The relative abundance of bifidobacteria in the placebo group was significantly lower in infants born to mothers who received antibiotics at delivery than in those whose mothers did not receive antibiotics before intake and was also lower in the placebo group at 1 week (Table S3). There was no significant difference in the relative abundance of bifidobacteria between cesarean section and vaginal delivery infants within the population whose mothers received antibiotics in the placebo group, and no association was found between mode of delivery and the relative abundance of bifidobacteria. Even in the case of vaginal delivery, bifidobacteria were found to be significantly lower in the antibiotic-treated group than in the antibiotic-untreated group.

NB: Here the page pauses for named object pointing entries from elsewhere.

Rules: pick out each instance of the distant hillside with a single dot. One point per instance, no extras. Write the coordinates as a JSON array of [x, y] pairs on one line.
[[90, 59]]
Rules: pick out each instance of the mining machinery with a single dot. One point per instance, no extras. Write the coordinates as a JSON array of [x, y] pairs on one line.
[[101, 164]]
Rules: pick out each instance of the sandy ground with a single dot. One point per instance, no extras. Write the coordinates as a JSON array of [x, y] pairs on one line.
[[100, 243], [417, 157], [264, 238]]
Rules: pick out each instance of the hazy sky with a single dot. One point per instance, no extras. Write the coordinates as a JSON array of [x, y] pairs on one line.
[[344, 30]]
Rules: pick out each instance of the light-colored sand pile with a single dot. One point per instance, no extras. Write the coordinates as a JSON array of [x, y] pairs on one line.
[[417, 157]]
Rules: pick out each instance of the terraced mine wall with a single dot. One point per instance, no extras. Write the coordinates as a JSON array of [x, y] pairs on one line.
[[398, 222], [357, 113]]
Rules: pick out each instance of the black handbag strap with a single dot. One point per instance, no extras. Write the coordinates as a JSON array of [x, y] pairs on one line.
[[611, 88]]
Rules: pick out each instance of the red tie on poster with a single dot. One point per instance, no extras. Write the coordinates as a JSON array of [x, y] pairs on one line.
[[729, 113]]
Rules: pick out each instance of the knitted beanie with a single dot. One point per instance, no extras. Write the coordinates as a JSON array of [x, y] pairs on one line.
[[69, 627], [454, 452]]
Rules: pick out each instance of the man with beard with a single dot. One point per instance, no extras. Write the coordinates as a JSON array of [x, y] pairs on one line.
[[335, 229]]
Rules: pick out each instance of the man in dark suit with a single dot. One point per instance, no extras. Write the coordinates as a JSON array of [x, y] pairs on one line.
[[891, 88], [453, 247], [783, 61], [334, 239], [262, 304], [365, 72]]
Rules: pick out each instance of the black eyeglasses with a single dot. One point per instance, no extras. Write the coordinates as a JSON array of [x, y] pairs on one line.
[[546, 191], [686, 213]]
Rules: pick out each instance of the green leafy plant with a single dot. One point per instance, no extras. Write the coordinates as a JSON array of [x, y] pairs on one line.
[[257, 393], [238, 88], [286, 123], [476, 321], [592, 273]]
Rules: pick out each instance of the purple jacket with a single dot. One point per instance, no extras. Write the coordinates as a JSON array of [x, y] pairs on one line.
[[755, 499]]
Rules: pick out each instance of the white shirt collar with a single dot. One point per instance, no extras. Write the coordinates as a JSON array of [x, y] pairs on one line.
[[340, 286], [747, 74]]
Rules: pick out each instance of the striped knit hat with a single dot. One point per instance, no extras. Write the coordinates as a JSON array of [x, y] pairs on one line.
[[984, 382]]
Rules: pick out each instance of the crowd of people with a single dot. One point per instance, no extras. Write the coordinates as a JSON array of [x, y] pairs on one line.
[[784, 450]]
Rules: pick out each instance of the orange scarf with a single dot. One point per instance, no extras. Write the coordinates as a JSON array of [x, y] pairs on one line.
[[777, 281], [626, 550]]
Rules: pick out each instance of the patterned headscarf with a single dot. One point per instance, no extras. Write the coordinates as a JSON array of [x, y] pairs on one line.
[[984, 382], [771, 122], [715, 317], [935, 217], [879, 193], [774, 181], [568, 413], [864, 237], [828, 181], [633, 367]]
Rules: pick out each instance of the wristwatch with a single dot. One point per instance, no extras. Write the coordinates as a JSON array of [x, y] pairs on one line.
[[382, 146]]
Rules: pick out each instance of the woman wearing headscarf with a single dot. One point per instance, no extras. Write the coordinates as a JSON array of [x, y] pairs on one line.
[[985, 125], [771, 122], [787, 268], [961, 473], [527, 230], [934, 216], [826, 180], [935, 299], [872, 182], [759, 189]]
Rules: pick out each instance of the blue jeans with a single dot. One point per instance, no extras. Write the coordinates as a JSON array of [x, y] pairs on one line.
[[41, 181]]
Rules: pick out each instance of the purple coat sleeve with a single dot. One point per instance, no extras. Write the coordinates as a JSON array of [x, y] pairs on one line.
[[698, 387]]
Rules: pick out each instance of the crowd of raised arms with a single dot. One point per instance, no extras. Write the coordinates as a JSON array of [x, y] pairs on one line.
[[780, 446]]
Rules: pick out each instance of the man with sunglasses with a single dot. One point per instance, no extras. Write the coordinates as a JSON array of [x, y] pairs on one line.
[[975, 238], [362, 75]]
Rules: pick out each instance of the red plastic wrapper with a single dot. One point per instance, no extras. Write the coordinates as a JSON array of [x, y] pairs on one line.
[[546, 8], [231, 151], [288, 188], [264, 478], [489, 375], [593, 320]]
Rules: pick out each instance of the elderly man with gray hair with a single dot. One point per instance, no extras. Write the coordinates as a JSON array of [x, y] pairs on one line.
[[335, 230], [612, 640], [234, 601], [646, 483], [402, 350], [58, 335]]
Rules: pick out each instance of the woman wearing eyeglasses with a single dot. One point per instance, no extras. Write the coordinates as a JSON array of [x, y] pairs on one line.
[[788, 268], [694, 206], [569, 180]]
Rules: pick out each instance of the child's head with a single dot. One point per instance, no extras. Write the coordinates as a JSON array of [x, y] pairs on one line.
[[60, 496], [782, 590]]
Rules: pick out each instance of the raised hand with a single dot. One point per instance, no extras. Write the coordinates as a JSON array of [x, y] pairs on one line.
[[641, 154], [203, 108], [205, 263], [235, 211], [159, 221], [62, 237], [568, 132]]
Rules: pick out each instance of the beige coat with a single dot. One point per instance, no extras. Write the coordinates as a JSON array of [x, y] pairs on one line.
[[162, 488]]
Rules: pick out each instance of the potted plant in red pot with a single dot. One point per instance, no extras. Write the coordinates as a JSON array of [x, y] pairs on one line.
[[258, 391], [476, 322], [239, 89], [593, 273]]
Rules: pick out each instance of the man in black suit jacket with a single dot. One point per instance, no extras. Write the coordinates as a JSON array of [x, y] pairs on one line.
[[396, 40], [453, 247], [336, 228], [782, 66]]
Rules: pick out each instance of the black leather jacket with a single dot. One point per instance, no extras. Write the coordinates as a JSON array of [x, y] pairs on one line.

3.5. Bacterial Species of Colonized Bifidobacteria

The abundance and detection rate of the genus Bifidobacterium and each Bifidobacterium species at 1 month after birth, measured by quantitative PCR, are shown in Table 3. There were no significant differences in the abundance and detection rate of the genus Bifidobacterium and each Bifidobacterium species before the ingestion point. However, the abundance and detection rate of the genera Bifidobacterium and B. infantis in the M-63 group were significantly higher than those in the placebo group. In short, the results of quantitative PCR at 1 month of age showed that most of the Bifidobacterium species in the M-63 group were B. infantis, whereas B. infantis was barely detected in the placebo group and B. breve and B. longum subsp. longum (B. longum) were detected in the placebo group. These results indicate that B. infantis was the main Bifidobacterium species that colonized the intestines of the infants in the M-63 group, while B. breve and B. longum were the main species in the placebo group.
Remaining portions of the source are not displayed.